Hoy me mira
con la más dulce ignorancia. La misma que en mis ojos habitaba cuando con tres
añitos la vi nacer. Era tan chiquitita que parecía un juguete. Y hoy al
recordarla tan diminuta y delicada aún se me saltan las lágrimas. Me asaltan
recuerdos de toda una infancia unidas, enseñándole a patinar, paseando de la
mano, contándonos mil secretos y millones de historias... Ella siempre con sus
dos coletitas, de las cuales colgaban con gracia miles de tirabuzones del color
de la miel.

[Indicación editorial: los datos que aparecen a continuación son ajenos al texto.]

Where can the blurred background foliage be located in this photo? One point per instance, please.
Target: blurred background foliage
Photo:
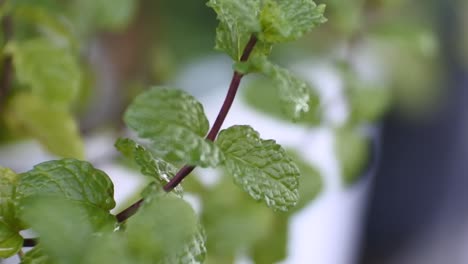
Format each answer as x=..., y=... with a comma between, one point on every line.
x=78, y=63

Recuerdo cómo con su aguda voz reía, y lo feliz que le hacía con
simplemente comprarle unos dulces.
Pero hoy
nada sigue igual. El efecto del tiempo ha pasado por ambas. Sus ojos color
praliné se ven adornados por una fina línea negra que repasa todo su contorno,
y los graciosos rizos han sido sustituidos por unos cabellos lisos. Mi niña se
ha hecho grande. En su mirada veo reflejadas mis pupilas inundadas. Todos esos
años juntas acaban de pasar como un relámpago por mi mente, y ella lo ignora.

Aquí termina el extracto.